Last week, I took my remote key to my 2015 Toyota Camry to the Toyota dealership. I wanted a new battery. I’d done it before. They had installed it for me (I’m not good with such things) and the overall charge with tax was about $11 or $12. The remote with the old battery was hit and miss–not working at the start of the day and then working through most of the day. I wanted it to work all the time.

After the Toyota guy installed the battery, I went out to the car and tried it. It didn’t work even though it had been working before we replaced it. So he tried another new battery. Same result. He suggested that I set up an appointment to get the key fixed. I said that probably wasn’t the problem because it had just worked a few minutes earlier. I told him that I wanted him to fish the old battery out of his trash, replace the new with the old, and give me a refund. He did.

A friend suggested that I go to a good hardware store. Saturday morning I went to my local Ace Hardware store. (First time I haven’t worn a mask in that building in over a year: it was glorious.) The guy said he had the battery and I asked him if he could install it. He said he could as long as I released him from liability for breaking it. Since I figured he would be less likely to break it than I was, that was an easy choice. I had a further choice: pay about $4.50 for a new battery or about $8 for 2 batteries. It wasn’t a hard choice: I told him that since my experience was that a battery lasted about 3 years, by the time I needed to replace this one, I would have misplaced the second one. So I took one battery. He took apart my key, took out the old battery, and replaced it. I ran out to the parking lot and clicked the key, and voila, it worked. Delighted, I came in to pay for the battery. Although the guy had on his mask, I think he was smiling with delight that it worked.

I realized, though, another reason not to have bought the second battery.
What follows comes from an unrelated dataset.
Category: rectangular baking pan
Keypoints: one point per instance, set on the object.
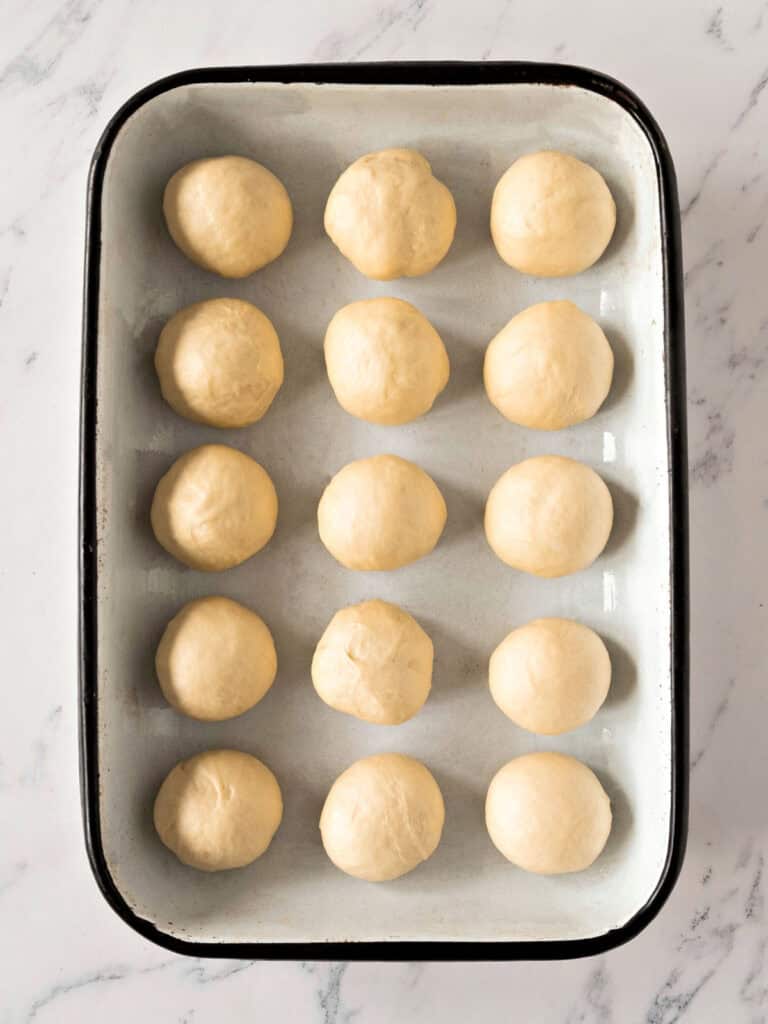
(306, 124)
Let’s say I had and that 3 years later, I needed to replace the current one with the 2nd one. As I said, I’m not good at that, and so what would I have done: gone back to the hardware store, shown them the receipt, and asked them to install the new battery for free? That might work, but it might not. I would be taxing their good will. But if instead I buy a new battery 3 years from now and ask them to install it, the odds are very high that they will.
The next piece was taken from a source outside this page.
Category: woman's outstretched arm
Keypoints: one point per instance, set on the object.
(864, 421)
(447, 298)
So the marginal cost of the battery being replaced next time will be about $4.50 plus whatever amount the price rises by. By contrast, if I had taken the second battery, the marginal cost looking forward at the time of purchase would be $3.50 plus the cost of finding it 3 years from now plus the cost of taxing the hardware store’s good will. It was this third factor that I didn’t think of and that, when I thought of it, made my decision to buy just 1 battery look even better.